We spent the morning of our last day on the Chao Phraya River cruising up and down and viewing the sights from a different angle and explored Wat Arun which is probably one of the most interesting Wats we have seen. The whole monument is covered in colourful floral mosaic tiles with the main stupa standing 82m high. We climbed to the top which we thought was bad until we realised that we needed to get back down again which proved to be even more difficult than it looked.
We spent our last afternoon exploring Khao San Road and wandering around the market stalls before leaving Bangkok and heading up to Kanchanaburi where the Japanese ran a POW camp in WWII and where the famous bridge of the River Kwai is.

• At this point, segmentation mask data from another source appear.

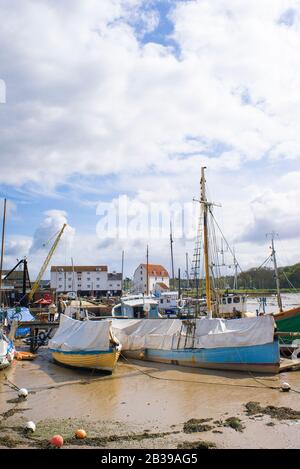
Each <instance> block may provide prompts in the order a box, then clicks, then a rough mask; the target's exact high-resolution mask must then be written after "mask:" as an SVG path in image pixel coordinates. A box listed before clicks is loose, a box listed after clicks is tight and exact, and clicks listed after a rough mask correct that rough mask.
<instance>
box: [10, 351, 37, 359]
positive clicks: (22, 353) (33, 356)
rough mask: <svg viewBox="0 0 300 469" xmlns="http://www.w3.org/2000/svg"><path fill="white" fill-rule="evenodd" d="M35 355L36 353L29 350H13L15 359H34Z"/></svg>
mask: <svg viewBox="0 0 300 469" xmlns="http://www.w3.org/2000/svg"><path fill="white" fill-rule="evenodd" d="M36 357H37V355H36V354H34V353H30V352H17V351H16V352H15V359H16V360H34V359H35V358H36Z"/></svg>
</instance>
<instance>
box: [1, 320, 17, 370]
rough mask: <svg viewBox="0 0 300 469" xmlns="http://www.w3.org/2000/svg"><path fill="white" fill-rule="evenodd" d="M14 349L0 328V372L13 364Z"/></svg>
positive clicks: (10, 341) (12, 343)
mask: <svg viewBox="0 0 300 469" xmlns="http://www.w3.org/2000/svg"><path fill="white" fill-rule="evenodd" d="M14 354H15V348H14V345H13V342H12V341H11V340H10V339H9V338H8V337H7V336H6V335H5V334H4V332H3V330H2V329H1V328H0V370H3V369H4V368H7V367H8V366H10V365H11V364H12V362H13V359H14Z"/></svg>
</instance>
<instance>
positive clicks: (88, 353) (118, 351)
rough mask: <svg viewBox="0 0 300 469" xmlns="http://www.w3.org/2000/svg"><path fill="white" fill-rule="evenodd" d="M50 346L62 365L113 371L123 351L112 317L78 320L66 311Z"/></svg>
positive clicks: (53, 358) (50, 349) (60, 321)
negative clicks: (74, 318)
mask: <svg viewBox="0 0 300 469" xmlns="http://www.w3.org/2000/svg"><path fill="white" fill-rule="evenodd" d="M48 347H49V349H50V351H51V353H52V358H53V359H54V360H55V361H56V362H58V363H60V364H63V365H68V366H72V367H77V368H91V369H97V370H103V371H110V372H111V371H113V369H114V367H115V365H116V363H117V361H118V358H119V356H120V352H121V346H120V344H119V342H118V340H117V339H116V338H115V337H114V336H113V334H112V330H111V321H110V320H102V321H101V320H100V321H90V320H86V321H78V320H76V319H72V318H69V317H68V316H65V315H63V314H62V315H61V318H60V325H59V327H58V329H57V331H56V333H55V335H54V337H53V338H52V339H51V340H50V341H49V345H48Z"/></svg>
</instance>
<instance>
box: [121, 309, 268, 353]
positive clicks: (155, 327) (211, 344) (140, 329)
mask: <svg viewBox="0 0 300 469" xmlns="http://www.w3.org/2000/svg"><path fill="white" fill-rule="evenodd" d="M112 327H113V333H114V335H115V336H116V337H117V338H118V340H119V341H120V343H121V344H122V349H123V350H124V351H126V350H139V349H146V348H152V349H158V350H159V349H160V350H171V349H186V348H221V347H241V346H252V345H262V344H266V343H271V342H273V340H274V319H273V317H272V316H259V317H255V318H245V319H230V320H228V319H227V320H226V319H218V318H216V319H207V318H201V319H195V320H189V321H182V320H181V319H113V323H112Z"/></svg>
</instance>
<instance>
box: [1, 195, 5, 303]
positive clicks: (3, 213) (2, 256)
mask: <svg viewBox="0 0 300 469" xmlns="http://www.w3.org/2000/svg"><path fill="white" fill-rule="evenodd" d="M5 223H6V199H4V205H3V224H2V242H1V258H0V308H1V305H2V270H3V259H4V242H5Z"/></svg>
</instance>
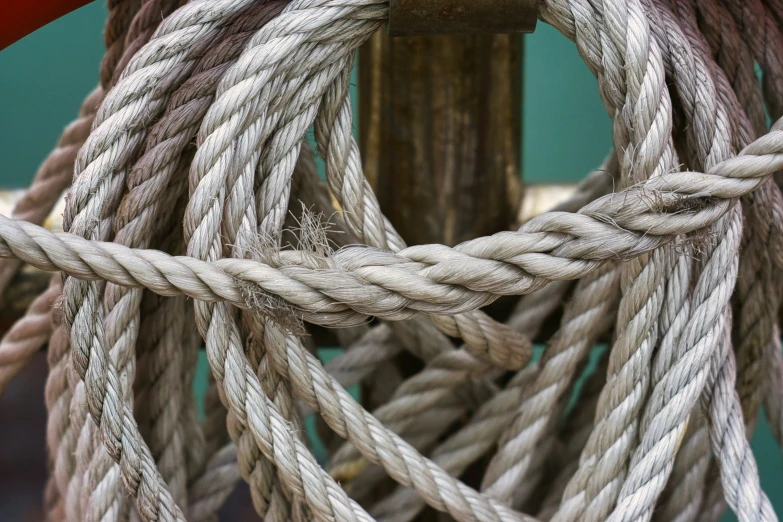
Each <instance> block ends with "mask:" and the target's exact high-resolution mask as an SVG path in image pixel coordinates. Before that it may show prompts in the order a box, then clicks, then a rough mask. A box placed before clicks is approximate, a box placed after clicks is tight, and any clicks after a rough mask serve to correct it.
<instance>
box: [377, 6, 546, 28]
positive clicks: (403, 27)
mask: <svg viewBox="0 0 783 522" xmlns="http://www.w3.org/2000/svg"><path fill="white" fill-rule="evenodd" d="M537 19H538V0H391V5H390V9H389V34H390V35H391V36H413V35H434V34H460V33H461V34H502V33H532V32H533V31H534V30H535V28H536V20H537Z"/></svg>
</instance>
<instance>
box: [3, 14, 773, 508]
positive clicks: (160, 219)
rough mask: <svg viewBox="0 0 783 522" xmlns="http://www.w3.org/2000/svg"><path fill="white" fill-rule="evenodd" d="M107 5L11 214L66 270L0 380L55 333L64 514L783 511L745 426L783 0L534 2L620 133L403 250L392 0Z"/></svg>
mask: <svg viewBox="0 0 783 522" xmlns="http://www.w3.org/2000/svg"><path fill="white" fill-rule="evenodd" d="M108 5H109V18H108V20H107V23H106V28H105V43H106V54H105V57H104V59H103V61H102V63H101V65H100V70H99V72H100V74H99V81H98V85H99V86H98V87H97V88H96V89H95V90H94V91H93V92H92V93H90V94H89V95H88V96H87V98H86V99H85V101H84V103H83V105H82V107H81V110H80V112H79V117H78V119H77V120H75V121H74V122H73V123H72V124H71V125H69V126H68V127H67V128H66V129H65V130H64V132H63V134H62V137H61V138H60V140H59V141H58V143H57V145H56V148H55V149H54V150H53V151H52V153H51V154H50V155H49V157H48V158H47V159H46V160H45V161H44V162H43V164H42V166H41V168H40V169H39V171H38V172H37V174H36V176H35V179H34V181H33V183H32V185H31V187H30V188H29V189H28V191H27V192H26V194H25V196H24V197H23V198H22V199H21V200H20V202H19V203H18V204H17V206H16V208H15V209H14V211H13V214H12V215H11V216H9V217H7V216H0V258H2V259H1V260H0V291H3V290H5V289H6V288H7V287H8V285H9V283H10V282H11V280H12V279H13V278H14V276H15V275H16V273H17V272H18V271H19V269H20V267H21V266H22V265H23V264H25V263H26V264H28V265H31V266H32V267H35V268H37V269H40V270H44V271H50V272H54V275H53V277H52V279H51V283H50V285H49V287H48V288H47V289H46V290H45V292H43V293H42V294H41V295H40V296H38V297H37V298H36V299H35V300H34V301H33V302H32V304H31V305H30V306H29V309H28V310H27V312H26V314H25V315H24V317H22V318H21V319H19V320H18V321H17V322H16V323H15V324H14V325H13V326H12V327H11V328H10V329H9V330H8V331H7V332H6V333H5V335H4V336H3V338H2V341H0V393H2V392H3V391H4V390H5V389H6V387H7V385H8V383H9V382H10V381H11V380H12V379H13V378H14V377H15V376H16V375H17V374H18V373H19V372H20V370H21V369H22V368H24V366H25V364H26V363H27V362H28V361H29V360H30V359H31V357H32V356H33V355H34V354H35V353H36V352H37V351H38V350H40V349H41V348H42V347H43V346H44V345H46V344H47V343H48V360H49V377H48V381H47V384H46V393H45V397H46V405H47V410H48V414H49V419H48V425H47V437H46V439H47V449H48V458H49V463H48V464H49V469H50V472H51V474H50V480H49V482H48V484H47V486H46V492H45V512H46V519H47V520H50V521H53V522H60V521H66V522H82V521H96V522H97V521H105V522H114V521H116V522H120V521H125V520H141V521H144V522H153V521H185V520H190V521H205V522H206V521H216V520H217V519H218V511H219V509H220V507H221V506H222V505H223V504H224V502H225V501H226V500H227V499H228V497H229V495H230V494H231V493H232V491H233V490H234V488H235V486H236V484H237V482H238V481H239V480H244V481H245V482H247V484H248V485H249V489H250V494H251V498H252V503H253V508H254V510H255V512H256V513H257V515H258V516H259V517H261V518H262V519H264V520H270V521H275V522H277V521H279V522H287V521H294V522H300V521H301V522H304V521H307V520H319V521H328V522H356V521H367V522H369V521H372V520H382V521H384V522H407V521H410V520H414V519H415V518H416V517H418V516H419V515H420V513H422V511H423V510H424V509H425V507H426V506H430V507H431V508H434V509H435V510H437V511H440V512H443V513H445V514H447V515H449V516H450V517H452V518H454V519H455V520H457V521H459V522H519V521H530V522H533V521H537V520H541V521H549V520H552V521H559V522H577V521H596V522H597V521H603V520H611V521H613V522H621V521H622V522H631V521H634V522H646V521H649V520H651V519H654V520H656V521H661V522H669V521H678V522H686V521H688V522H693V521H696V520H716V519H717V517H718V516H720V514H721V513H722V512H723V511H724V510H725V509H726V508H730V509H732V510H733V511H734V512H735V513H736V514H737V516H738V518H739V520H741V521H742V522H771V521H776V520H777V518H776V515H775V512H774V510H773V508H772V505H771V503H770V500H769V499H768V498H767V496H766V494H765V493H764V491H763V490H762V488H761V485H760V483H759V476H758V468H757V465H756V461H755V459H754V456H753V454H752V452H751V450H750V445H749V442H748V440H749V437H750V436H751V435H752V433H753V430H754V428H755V426H756V423H757V420H758V417H759V414H760V411H761V407H762V405H763V406H764V409H765V411H766V414H767V416H768V418H769V419H770V422H771V426H772V430H773V433H774V435H775V437H776V438H777V440H778V442H779V443H781V444H783V384H782V383H783V355H782V354H781V346H780V344H781V343H780V339H779V336H780V326H779V324H778V321H779V308H780V292H781V287H780V284H778V283H776V281H777V280H779V279H780V277H781V270H783V195H781V190H780V188H779V186H778V184H777V182H776V181H775V179H776V178H780V177H781V176H779V175H777V176H776V174H777V173H778V172H779V171H783V118H781V116H783V2H781V1H779V0H748V1H746V0H542V1H541V2H540V12H539V16H540V18H541V20H542V21H543V22H546V23H549V24H551V25H552V26H554V27H555V28H556V29H557V30H558V31H559V32H561V33H562V34H563V35H564V36H565V37H566V38H568V39H570V40H572V41H574V43H575V44H576V47H577V49H578V50H579V53H580V55H581V56H582V58H583V59H584V62H585V64H586V65H587V67H588V69H589V70H590V71H591V72H592V73H593V74H594V75H595V77H596V80H597V82H598V86H599V91H600V94H601V97H602V101H603V103H604V106H605V108H606V110H607V112H608V114H609V116H610V117H611V118H612V121H613V123H614V146H615V147H614V151H613V152H612V153H611V154H610V155H609V156H608V157H607V159H606V161H605V162H604V163H603V165H601V166H600V167H599V168H598V169H596V170H595V171H594V172H592V173H590V174H589V175H588V176H586V177H585V179H584V181H583V182H582V183H581V184H580V185H579V187H578V188H577V191H576V192H575V193H574V194H573V196H572V197H571V198H570V199H569V200H568V201H566V202H565V203H563V204H561V205H559V206H558V207H556V208H554V209H552V210H551V211H549V212H547V213H544V214H542V215H539V216H536V217H533V218H532V219H530V220H528V221H527V222H525V223H523V224H522V225H521V227H520V228H518V229H517V230H515V231H510V230H509V231H499V232H498V233H496V234H494V235H491V236H487V237H480V238H476V239H473V240H470V241H467V242H464V243H462V244H460V245H457V246H455V247H447V246H444V245H414V246H408V245H406V244H405V242H404V240H403V239H402V237H400V235H399V234H398V233H397V232H396V230H395V229H394V226H393V225H392V224H391V222H390V221H389V220H388V219H387V218H386V217H385V216H384V214H383V213H382V211H381V207H380V204H379V202H378V200H377V198H376V196H375V194H374V193H373V190H372V188H371V186H370V184H369V183H368V181H367V179H366V178H365V176H364V174H363V172H362V160H361V156H360V154H359V148H358V145H357V143H356V142H355V140H354V138H353V119H354V117H353V114H352V106H351V102H350V99H349V94H348V91H349V85H350V81H351V71H352V69H353V65H354V54H355V51H356V49H357V48H358V47H359V46H360V45H362V44H363V43H364V42H365V41H367V40H368V39H369V38H370V37H371V36H372V34H373V33H374V32H375V31H377V30H382V27H383V25H384V23H385V22H386V21H387V18H388V11H389V6H388V2H387V0H191V1H189V2H186V1H179V0H109V2H108ZM754 64H757V65H758V66H759V67H760V68H761V70H762V73H763V81H762V82H759V80H758V79H757V76H756V69H755V68H754ZM767 113H768V114H770V115H771V116H772V117H773V118H775V119H778V118H781V119H778V120H777V121H776V122H775V123H774V124H772V125H771V127H769V128H767V123H766V118H765V114H767ZM311 128H312V129H313V130H314V133H313V134H312V136H314V139H315V143H316V147H317V151H316V152H317V154H319V155H320V157H321V158H323V161H324V164H325V172H326V182H325V183H322V182H321V181H320V180H319V178H318V174H317V172H316V167H315V162H314V151H313V150H312V149H311V147H310V145H309V144H308V136H309V134H308V133H309V130H310V129H311ZM66 191H67V194H66V207H65V213H64V220H63V224H64V232H51V231H48V230H46V229H45V228H42V227H41V224H42V223H43V221H44V219H45V218H46V216H47V215H48V214H49V213H50V212H51V210H52V208H53V207H54V205H55V204H56V202H57V200H58V198H59V197H60V196H61V194H62V193H63V192H66ZM572 281H573V282H574V283H573V284H571V282H572ZM508 296H515V297H516V298H517V304H516V307H515V308H514V311H513V313H512V314H511V316H510V317H509V318H508V319H507V321H506V322H505V323H502V322H500V321H498V320H496V319H494V318H492V317H490V316H489V315H487V312H486V310H485V307H487V306H488V305H490V304H492V303H493V302H494V301H496V300H498V299H500V298H501V297H508ZM556 314H560V315H559V327H558V328H557V330H556V333H554V334H553V335H551V337H550V338H549V339H548V340H547V341H546V346H545V348H544V352H543V355H542V356H541V359H540V360H538V361H536V362H532V361H533V348H532V340H533V339H534V338H537V337H539V336H540V334H541V332H542V331H544V330H543V328H544V324H545V323H546V322H547V321H548V320H549V319H550V318H552V317H554V316H555V315H556ZM314 325H317V326H323V327H328V328H333V329H335V331H336V335H337V338H338V339H340V341H341V342H342V343H343V347H344V348H345V350H344V352H343V353H342V354H341V355H340V356H338V357H337V358H336V359H334V360H333V361H331V362H330V363H328V364H326V365H324V364H322V363H321V362H320V360H319V359H318V357H317V356H316V355H315V353H314V347H313V346H312V342H311V341H312V339H310V338H309V337H308V336H309V332H311V331H312V328H313V326H314ZM607 340H608V341H609V347H608V349H607V352H606V355H605V357H604V358H603V360H602V362H600V363H599V369H598V370H597V371H595V373H594V374H592V375H591V376H589V377H586V376H585V366H586V365H587V361H588V359H589V358H590V356H591V351H592V350H593V349H594V347H595V345H596V344H597V343H599V342H604V341H607ZM202 346H203V347H205V348H206V354H207V358H208V360H209V364H210V368H211V375H210V389H209V392H208V394H207V400H206V404H205V409H206V412H205V413H206V415H205V417H204V419H203V420H200V419H199V417H198V415H197V408H196V403H195V398H194V396H193V394H192V393H191V390H192V387H193V382H194V378H195V367H196V360H197V357H198V351H199V349H200V347H202ZM406 352H409V354H410V355H408V354H406ZM403 354H405V355H404V356H405V357H410V356H412V357H414V358H416V359H418V360H420V367H421V370H420V371H418V372H416V373H414V374H413V375H410V372H403V371H401V368H400V367H399V366H398V361H399V360H400V357H401V356H403ZM585 378H587V384H586V385H585V386H584V387H583V386H581V384H580V383H581V381H582V380H583V379H585ZM354 384H361V385H365V389H366V390H370V391H371V395H372V401H373V412H372V413H370V412H369V411H368V410H367V409H366V408H365V406H363V405H362V404H360V403H359V402H357V401H356V400H355V399H354V398H353V396H352V395H351V394H350V393H348V392H347V391H346V387H348V386H351V385H354ZM377 404H380V406H379V407H377V408H376V407H375V405H377ZM310 413H317V414H319V415H320V417H321V421H322V423H323V425H322V426H321V428H323V429H324V430H330V432H332V433H331V434H330V435H329V436H328V437H325V440H326V441H327V444H328V446H329V449H330V458H329V461H328V462H327V463H326V464H325V465H324V466H322V465H321V464H320V463H318V462H317V461H316V459H315V457H314V454H313V452H312V451H311V447H312V444H311V442H312V441H310V440H309V437H310V436H311V435H312V434H311V433H306V432H305V430H304V428H303V426H304V416H305V415H307V414H310ZM338 438H339V439H344V440H345V442H342V443H341V442H340V441H339V440H338ZM477 474H478V475H477ZM389 479H391V480H392V481H394V482H396V485H394V486H393V487H392V484H391V481H390V480H389Z"/></svg>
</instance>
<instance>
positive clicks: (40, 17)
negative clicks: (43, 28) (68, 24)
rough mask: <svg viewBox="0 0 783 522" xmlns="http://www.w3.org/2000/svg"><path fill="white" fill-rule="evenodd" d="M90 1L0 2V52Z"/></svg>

We had a couple of days here to chill and explore and chill we did indeed. It was nice to be somewhere that peaceful with greenery visible when you looked out your window. We wandered across the River Kwai Bridge and with it's gapping holes on the sides, it was a rather scary place to be when dozens of school kids were pushing you and trying to squeeze passed. We strolled through the small town, visited the Chinese Temple and explored the Kanchanaburi War Cemetery where nearly 7,000 allied prisoners that perished during the construction of the 'Death Railway' are buried. Apart from that we ate some really great Thai meals, organised some weddings details, researched jobs and chilled.
A great way to spend a couple of days. Next we are heading off to Krabi to spend a week exploring the islands surrounding with Katie and Taylor as we have a week to do what we like...bring on the sand and the beach.